Daniela Villalobos Flores

Hace algunos días el candidato a la presidencia por el Partido Revolucionario Institucional, Enrique Peña Nieto, ofreció al electorado el promover innovadoras telenovelas que fomenten nuevos modelos de convivencia, según su proyecto de compromisos de campaña titulado "El Candidato de las Mujeres".

Esta propuesta es impulsada por un nuevo proyecto que está elaborando, para cuando comience la campaña, pues e ha dicho que el equipo del aspirante priista ve como foco rojo que la principal contrincante sea mujer, Josefina Vázquez Mota, una buena estrategia quizás para ganarse el 50 por ciento del padrón que corresponde al sector femenino del país y claro al ir a la baja como favorito en la encuestas últimamente realizadas luego de que él mismo destapara su amplio bagaje cultural y también con la ayuda de su hija, hay que buscar nuevas estrategias al mejor postor, ¿o tendría que decir peor?, para reposicionarse.

Y por qué no, luego de casarse por segunda vez con la ya tan famosa “gaviota”, la actriz Angélica Rivera, el político propondrá el impulso de telenovelas con nuevos modelos de convivencia en horarios estelares.

"Promover el desarrollo de un nuevo modelo de convivencia familiar y social más igualitario. Promover un nuevo modelo de relaciones laborales y empleo de calidad que facilite la corresponsabilidad social y la conciliación de la vida, personal, familiar y laboral. Impulsar telenovelas en horarios estelares con nuevos modelos de convivencia", detalla el proyecto.

¿Entonces ahora que nos espera? Me imagino, las llamadas primeras actrices serán las más ofendidas pues podrían ser sustituidas por, que tal Beatriz Paredes, siendo protagonista de una historia obviamente ya no clásica, pues de lo que se trata es de promover nuevos patrones de vida. En caso de que llegue a la presidencia Nieto, dejaremos atrás décadas y décadas de historias mártires dónde la típica ayudante de limpieza se enamora del joven patrón, hacendado, heredero, millonario, viudo, etc, y llega a convertirse en la señora de la casa, o el jardinero, chofer, caballerango, etc, que se enamora de la hija del patrón luego de una vida llena de obstáculos, de amor imposible ambas historias terminan por convertirse en esposos y ser infinitamente felices, ¡ah! pero sobre todo infinitamente millonarios.

O que tal las historias de los hijos desaparecidos al nacer que después de varios años por extraños azares de la vida se vuelven a encontrar, lo peor es que a veces hasta resulta que ese hijo (a) perdido en el momento del hallazgo está profundamente enamorado (a), de otro supuesto hijo (a) del papá o mamá, supongo que es estos caso lo que hará el priista será promover la adopción o el aborto, o veremos que nueva propuesta se le ocurre.

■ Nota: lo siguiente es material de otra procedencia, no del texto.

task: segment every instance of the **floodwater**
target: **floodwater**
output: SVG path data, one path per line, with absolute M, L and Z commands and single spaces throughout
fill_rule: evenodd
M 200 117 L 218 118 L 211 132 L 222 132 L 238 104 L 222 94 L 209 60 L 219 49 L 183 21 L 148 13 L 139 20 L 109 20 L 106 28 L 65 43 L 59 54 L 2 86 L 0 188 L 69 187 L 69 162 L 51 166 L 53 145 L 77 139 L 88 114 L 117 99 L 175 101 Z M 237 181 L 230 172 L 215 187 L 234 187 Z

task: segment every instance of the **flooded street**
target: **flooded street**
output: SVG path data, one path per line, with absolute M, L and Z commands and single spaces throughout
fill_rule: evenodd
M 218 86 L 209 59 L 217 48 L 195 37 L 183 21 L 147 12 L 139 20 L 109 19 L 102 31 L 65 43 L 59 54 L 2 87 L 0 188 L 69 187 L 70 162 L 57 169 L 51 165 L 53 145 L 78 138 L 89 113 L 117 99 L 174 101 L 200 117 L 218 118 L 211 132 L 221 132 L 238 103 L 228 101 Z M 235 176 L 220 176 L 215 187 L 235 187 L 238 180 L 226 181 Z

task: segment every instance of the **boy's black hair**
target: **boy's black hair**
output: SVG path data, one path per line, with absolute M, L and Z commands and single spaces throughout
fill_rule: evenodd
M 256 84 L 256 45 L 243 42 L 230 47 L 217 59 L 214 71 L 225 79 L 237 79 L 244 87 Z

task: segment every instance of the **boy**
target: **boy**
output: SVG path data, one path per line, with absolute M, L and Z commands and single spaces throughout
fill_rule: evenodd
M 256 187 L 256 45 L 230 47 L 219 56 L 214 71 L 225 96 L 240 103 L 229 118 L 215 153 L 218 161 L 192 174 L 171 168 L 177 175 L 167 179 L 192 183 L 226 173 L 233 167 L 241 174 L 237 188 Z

Para romper con el clásico de las telenovelas del que antes les hable, se me ocurre que lo cambiará por ya no hombre o mujeres que se casen con  personajes ricos, sino promoverá que esas personas de baja clase social tengan un guión telenovelesco de personas emprendedoras, luchistas, que salgan adelante por sus propios méritos y no por su cara bonita.

Seguramente para muchos lo más dramático es que ya no tendremos en la televisión mexicana, iconos como “Teresa” en  2010  o “Rubi” en 2004, tampoco luchas de rating y mejor producción entre las mismas historias en las dos principales televisoras del país tales como “Cuando seas mía” en 2001 o “Destilando amor” en 2007 (que  por cierto protagonizó Angélica Rivera), y mucho menos se permitirá, supongo yo, la transmisión de telenovelas de cadenas latinas, ni mucho menos refritos de historias colombianas, como últimamente y con frecuencia se están haciendo.

Con todo esto me surge una duda ¿a dónde pensará mandar a todos los villanos que tanto mal hacen  en estas historias? Pero lo peor de verdad pensará en ganar  popularidad con esas propuestas, si yo sé que el pueblo mexicano  crece con la televisión, pero este método de impulsar una mejor sociedad a través de las telenovelas no me parece lo más óptimo, ni la mejor estrategia para ganar votos, habrá que ver que pasa y en caso de que sea presidente Peña Nieto me pregunto: ¿Quién será el encargado de escribir los guiones de dichas historias?